Is this reasoning correct?
What if the casting would be performed via void*
and not in the same translation unit? Would the expectation of 'eqiuvalent virtual table offset' be valid in this case?
I found basically the same question 13 years prior. But none of the answers quote the Standard.
According to [expr.reinterpret.cast]/7, in this case reinterpret_cast
is defined via static_cast
:
An object pointer can be explicitly converted to an object pointer of a different type. When a prvalue v of object pointer type is converted to the object pointer type “pointer to cv T”, the result is static_cast<cv T*>(static_cast<cv void*>(v)).
static_cast
for this case is defined in [expr.static.cast]/13:
A prvalue of type “pointer to cv1 void” can be converted to a prvalue of type “pointer to cv2 T”, where T is an object type and cv2 is the same cv-qualification as, or greater cv-qualification than, cv1. If the original pointer value represents the address A of a byte in memory and A does not satisfy the alignment requirement of T, then the resulting pointer value ([basic.compound]) is unspecified. Otherwise, if the original pointer value points to an object a, and there is an object b of type similar to T that is pointer-interconvertible with a, the result is a pointer to b. Otherwise, the pointer value is unchanged by the conversion.

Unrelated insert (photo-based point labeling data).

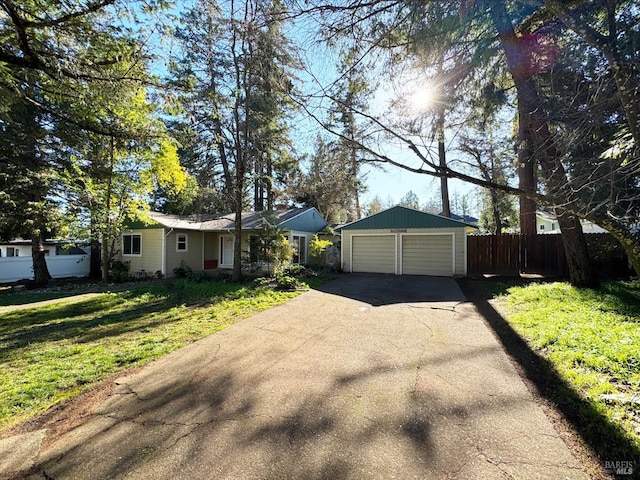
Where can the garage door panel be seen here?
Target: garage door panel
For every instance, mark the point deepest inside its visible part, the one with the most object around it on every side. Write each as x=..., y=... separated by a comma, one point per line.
x=427, y=255
x=374, y=254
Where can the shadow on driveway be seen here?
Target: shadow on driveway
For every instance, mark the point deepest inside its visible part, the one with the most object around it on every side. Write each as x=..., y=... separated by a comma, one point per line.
x=381, y=289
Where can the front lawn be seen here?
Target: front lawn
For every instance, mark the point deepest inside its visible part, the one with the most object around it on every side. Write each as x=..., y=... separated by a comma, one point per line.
x=592, y=339
x=54, y=352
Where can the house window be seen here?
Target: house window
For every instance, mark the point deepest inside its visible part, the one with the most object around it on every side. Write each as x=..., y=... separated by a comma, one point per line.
x=132, y=244
x=182, y=242
x=300, y=245
x=226, y=251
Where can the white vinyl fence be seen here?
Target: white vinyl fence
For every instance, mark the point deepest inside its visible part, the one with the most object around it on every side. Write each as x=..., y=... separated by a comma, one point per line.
x=13, y=269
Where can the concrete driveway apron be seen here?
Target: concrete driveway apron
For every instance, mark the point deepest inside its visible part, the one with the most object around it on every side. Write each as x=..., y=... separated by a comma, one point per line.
x=371, y=377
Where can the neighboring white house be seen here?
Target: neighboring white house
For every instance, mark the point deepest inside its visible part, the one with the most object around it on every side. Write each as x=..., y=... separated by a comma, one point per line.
x=63, y=260
x=548, y=223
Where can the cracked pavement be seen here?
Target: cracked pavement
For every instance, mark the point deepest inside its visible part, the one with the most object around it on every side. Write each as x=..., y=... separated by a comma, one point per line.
x=370, y=377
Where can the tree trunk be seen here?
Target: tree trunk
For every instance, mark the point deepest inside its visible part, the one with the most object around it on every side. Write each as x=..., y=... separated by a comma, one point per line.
x=534, y=135
x=95, y=254
x=581, y=272
x=236, y=275
x=41, y=273
x=444, y=181
x=495, y=210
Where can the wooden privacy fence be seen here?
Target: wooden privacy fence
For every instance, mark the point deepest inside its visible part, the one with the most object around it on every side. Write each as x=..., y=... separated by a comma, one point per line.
x=540, y=254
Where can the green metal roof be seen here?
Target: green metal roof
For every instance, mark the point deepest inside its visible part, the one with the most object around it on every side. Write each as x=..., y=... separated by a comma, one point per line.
x=402, y=217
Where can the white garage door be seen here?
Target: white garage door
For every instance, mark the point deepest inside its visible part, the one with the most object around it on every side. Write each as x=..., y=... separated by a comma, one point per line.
x=427, y=255
x=373, y=254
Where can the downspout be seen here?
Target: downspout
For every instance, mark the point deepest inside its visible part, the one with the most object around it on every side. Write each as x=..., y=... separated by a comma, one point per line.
x=164, y=251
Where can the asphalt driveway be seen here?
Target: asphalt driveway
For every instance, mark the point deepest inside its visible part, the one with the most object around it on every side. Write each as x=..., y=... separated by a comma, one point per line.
x=371, y=377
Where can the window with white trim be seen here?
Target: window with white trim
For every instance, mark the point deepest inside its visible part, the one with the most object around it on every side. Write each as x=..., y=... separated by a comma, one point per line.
x=300, y=245
x=182, y=242
x=226, y=250
x=132, y=244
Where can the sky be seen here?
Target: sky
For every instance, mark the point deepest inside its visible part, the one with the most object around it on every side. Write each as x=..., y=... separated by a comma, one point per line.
x=388, y=183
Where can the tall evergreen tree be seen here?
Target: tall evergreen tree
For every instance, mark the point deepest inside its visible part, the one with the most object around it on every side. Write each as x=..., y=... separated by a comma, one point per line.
x=232, y=78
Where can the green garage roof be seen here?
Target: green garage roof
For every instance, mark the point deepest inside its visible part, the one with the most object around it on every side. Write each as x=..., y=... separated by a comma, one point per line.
x=402, y=217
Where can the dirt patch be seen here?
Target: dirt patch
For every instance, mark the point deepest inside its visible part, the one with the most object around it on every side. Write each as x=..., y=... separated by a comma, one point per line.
x=65, y=416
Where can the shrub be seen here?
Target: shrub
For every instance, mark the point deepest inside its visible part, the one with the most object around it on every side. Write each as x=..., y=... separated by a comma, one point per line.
x=286, y=282
x=317, y=248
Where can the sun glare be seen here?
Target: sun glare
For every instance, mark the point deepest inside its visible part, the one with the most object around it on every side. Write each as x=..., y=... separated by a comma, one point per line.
x=422, y=99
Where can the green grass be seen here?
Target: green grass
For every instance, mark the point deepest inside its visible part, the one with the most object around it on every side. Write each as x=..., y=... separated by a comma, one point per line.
x=54, y=352
x=592, y=337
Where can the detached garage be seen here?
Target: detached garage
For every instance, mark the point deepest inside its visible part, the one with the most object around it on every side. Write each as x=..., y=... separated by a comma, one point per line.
x=405, y=242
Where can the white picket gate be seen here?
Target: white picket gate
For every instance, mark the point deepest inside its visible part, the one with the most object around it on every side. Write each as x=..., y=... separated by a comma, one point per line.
x=13, y=269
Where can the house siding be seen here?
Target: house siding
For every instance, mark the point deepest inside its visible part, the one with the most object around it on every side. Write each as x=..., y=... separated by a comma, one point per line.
x=150, y=258
x=192, y=258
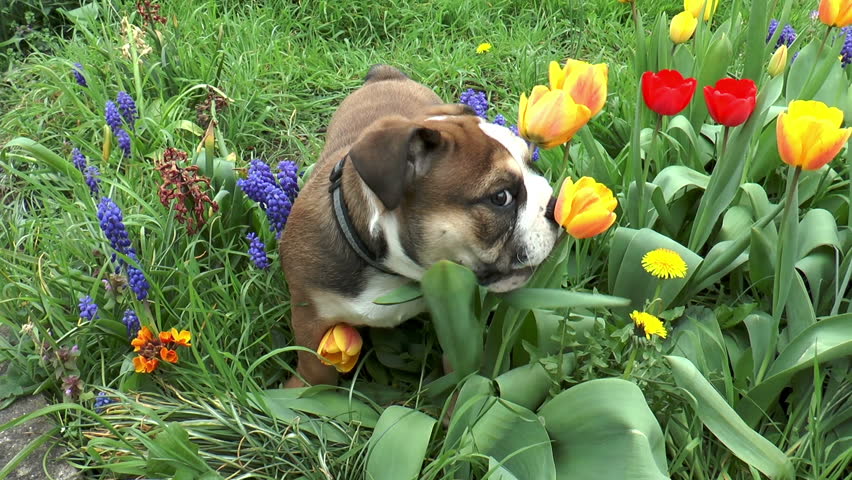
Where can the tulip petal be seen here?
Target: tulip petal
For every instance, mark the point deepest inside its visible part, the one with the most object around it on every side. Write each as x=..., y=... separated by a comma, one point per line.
x=563, y=202
x=827, y=145
x=789, y=140
x=590, y=223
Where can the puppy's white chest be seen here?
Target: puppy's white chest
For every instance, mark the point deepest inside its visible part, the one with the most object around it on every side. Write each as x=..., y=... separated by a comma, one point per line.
x=361, y=310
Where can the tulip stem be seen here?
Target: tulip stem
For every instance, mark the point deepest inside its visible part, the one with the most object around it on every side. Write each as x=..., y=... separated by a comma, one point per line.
x=725, y=136
x=652, y=152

So your cast should work if the two objects are pointer-interconvertible, a property which is defined in [basic.compound]/5:
Two objects a and b are pointer-interconvertible if
they are the same object, or
one is a union object and the other is a non-static data member of that object ([class.union]), or
one is a standard-layout class object and the other is the first non-static data member of that object or any base class subobject of that object ([class.mem]), or
there exists an object c such that a and c are pointer-interconvertible, and c and b are pointer-interconvertible.
If two objects are pointer-interconvertible, then they have the same address, and it is possible to obtain a pointer to one from a pointer to the other via a reinterpret_cast ([expr.reinterpret.cast]).
As you can see, none of these cases fit your code, so "the pointer value is unchanged by the conversion", which means the resulting pointer points to an object of type OldInterface
and dereferencing it is undefined (but the cast itself is valid, you can cast the result back to OldInterface*
and dereference that if you want).
That said, in practice this will work fine on any sane ABI as long as you make sure to keep the virtual method declaration order consistent (which you do). Since there aren't any optimization opportunities here, there isn't really any reason for the compiler to suddenly break this code. It is very likely that the issue is actually elsewhere.